Creo que Las ciudades invisibles traza a niveles ficcionales este recorrido biográfico e intelectual que el escritor experimentó en París y, más aún, que el texto subraya no solo la idea de mapa, de trazado y de enciclopedia (narra las ciudades suspendidas entre la realidad y el sueño), sino que además fuerza la importancia de la construcción del espacio imaginario con base en una primera narración, que es externa. Marco Polo cuenta al kan las ciudades que ha visitado y que conoce estableciendo su función como voz y testigo externo a la conciencia del otro, pero hacedor de esa misma conciencia. Esa intervención de la otredad en la determinación de la propia identidad es lo que otorga el inmenso valor de la experiencia parisina para Calvino, de esa París «imaginada a través de los libros, una ciudad de la que uno se apropia leyendo», que probablemente generó su más elaborada y madura reflexión sobre la relación entre el yo y sus contextos y realidades. Tal vez por ello también Calvino se nos revela cada vez más en su extraordinaria actualidad reflejada en la complejidad de sus ficciones y de forma muy singular en Las ciudades invisibles, sobre las que vuelvo ahora para concluir.
No cabe duda de que la necesidad de escribir un texto que tuviera como eje, al menos aparente, la ciudad debió de ser una tentación irrefrenable para Calvino, como ya se ha dicho atento observador también de su entorno intelectual y que, justamente en los años parisinos, descubre una nueva literatura alejada radicalmente de la tendencia neorrealista que dominaba por entonces la producción italiana.
La integración de la ciudad como elemento esencial de la narración se debe indudablemente a los autores que marcan la transición entre modernidad y posmodernidad. Por ejemplo, a Baudelaire o Joyce, por recurrir solo a dos de las innegables y más admitidas fuentes hipotextuales, con su intencionado y errático deambular a través de esas ciudades que son ya en ellos más que otra cosa espacios (y tiempos) inseparables de la identidad de quien los habita, experimenta, sufre, observa o, tal vez más apropiadamente, los construye como reflejo de su propia identidad y de los caprichos (pathos) y voluntad (razón e intelecto) de su conciencia.

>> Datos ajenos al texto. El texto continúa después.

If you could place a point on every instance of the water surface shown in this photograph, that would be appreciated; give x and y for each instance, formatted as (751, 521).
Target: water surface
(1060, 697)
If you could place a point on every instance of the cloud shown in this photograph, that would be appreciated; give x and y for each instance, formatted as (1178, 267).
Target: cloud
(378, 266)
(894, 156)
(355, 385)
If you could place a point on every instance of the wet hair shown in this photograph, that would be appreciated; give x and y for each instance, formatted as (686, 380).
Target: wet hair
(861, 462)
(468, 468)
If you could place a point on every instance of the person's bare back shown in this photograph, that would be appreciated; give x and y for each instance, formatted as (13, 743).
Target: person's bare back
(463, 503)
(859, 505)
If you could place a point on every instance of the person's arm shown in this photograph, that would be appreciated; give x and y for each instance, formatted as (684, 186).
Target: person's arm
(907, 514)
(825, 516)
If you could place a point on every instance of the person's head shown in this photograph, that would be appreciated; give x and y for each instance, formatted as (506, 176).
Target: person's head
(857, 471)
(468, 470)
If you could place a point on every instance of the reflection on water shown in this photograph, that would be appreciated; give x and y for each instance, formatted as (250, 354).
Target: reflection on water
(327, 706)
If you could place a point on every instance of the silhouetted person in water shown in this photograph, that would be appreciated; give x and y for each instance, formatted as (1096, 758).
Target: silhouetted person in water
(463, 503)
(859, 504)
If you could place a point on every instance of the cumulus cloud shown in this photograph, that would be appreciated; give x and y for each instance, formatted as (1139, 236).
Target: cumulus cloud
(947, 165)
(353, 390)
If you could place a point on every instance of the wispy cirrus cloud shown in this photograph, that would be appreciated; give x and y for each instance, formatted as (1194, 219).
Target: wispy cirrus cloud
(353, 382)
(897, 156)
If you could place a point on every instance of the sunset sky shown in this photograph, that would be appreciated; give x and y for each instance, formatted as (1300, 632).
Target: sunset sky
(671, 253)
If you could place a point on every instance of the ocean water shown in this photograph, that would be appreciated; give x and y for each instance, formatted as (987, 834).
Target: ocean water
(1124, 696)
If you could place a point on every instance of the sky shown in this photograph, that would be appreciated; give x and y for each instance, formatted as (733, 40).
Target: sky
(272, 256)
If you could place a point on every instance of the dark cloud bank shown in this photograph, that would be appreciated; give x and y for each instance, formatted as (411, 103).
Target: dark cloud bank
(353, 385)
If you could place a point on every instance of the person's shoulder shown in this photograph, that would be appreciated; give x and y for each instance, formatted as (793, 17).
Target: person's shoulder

Fueron tal vez estos escritores de transición los primeros en intuir que, desde una perspectiva literaria, la ciudad era un formidable entramado simbólico, además de ser la nueva realidad del sujeto, en plena y casi tautológica sustitución de la naturaleza romántica. La importancia de este hecho desborda obviamente hasta ocupar un lugar central en la literaria posterior (posmoderna si se quiere), que diluye las identidades propias de cualquier ciudad hasta transformarla en un espacio anónimo, intercambiable. Las ciudades de la nueva narrativa son lugares no marcados, despojados de cualquier singularidad tópica (turística podría decirse), que acogen los estados mentales de los protagonistas de los textos, fundiéndose con ellos. Dejan de ser, por tanto, como lo fueron en la literatura anterior, una u otra ciudad (con todo lo que ello implica en literatura) para revelarse como construcciones subjetivas, resultado de la proyección de los estados vivenciales contemporáneos y, como tales, yuxtaposiciones de fragmentos que reflejan y a la vez definen a sus a menudo dolidos y casi siempre perdidos habitantes. La ciudad deja de ser un lugar para transformarse en el espacio/tiempo que la debilitada identidad del sujeto establece como la topografía y cronotopía de sus vivencias.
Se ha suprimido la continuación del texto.